Miguel 24/08/2009 23:58

Cette chanson de reggiani très peu connue est l'une de mes préférées.

doris 03/07/2009 15:21

Merci de votre confiance, Bernard! Bouche cousue, promis!

Encore mieux! Le prof. Deleuze m'a fait hurler de rire! Un régal votre blog et une sacrée détente dans ma vie de ......

A mon avis ce sont vos idées qui l'emportent et j'espère que vous êtes lu par beaucoup de ces'politiquement corrects'!
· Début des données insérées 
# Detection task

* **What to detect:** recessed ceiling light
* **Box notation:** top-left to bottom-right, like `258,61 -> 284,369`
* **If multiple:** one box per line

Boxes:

Je n'ai pas votre culture mais je vous lis tous les jours avec grand plaisir! Bonne continuation!

doris

doris 03/07/2009 11:30

Bernard, extraordinaire vos vidéos! Je me demande où vous les avez dénichées! Bonne continuation!

doris

Bernard Bonnejean 03/07/2009 11:49


Un secret, Doris, à ne répéter à personne :

Je travaille comme la plupart des paroliers c'est-à-dire que je place les paroles sur la musique et non l'inverse.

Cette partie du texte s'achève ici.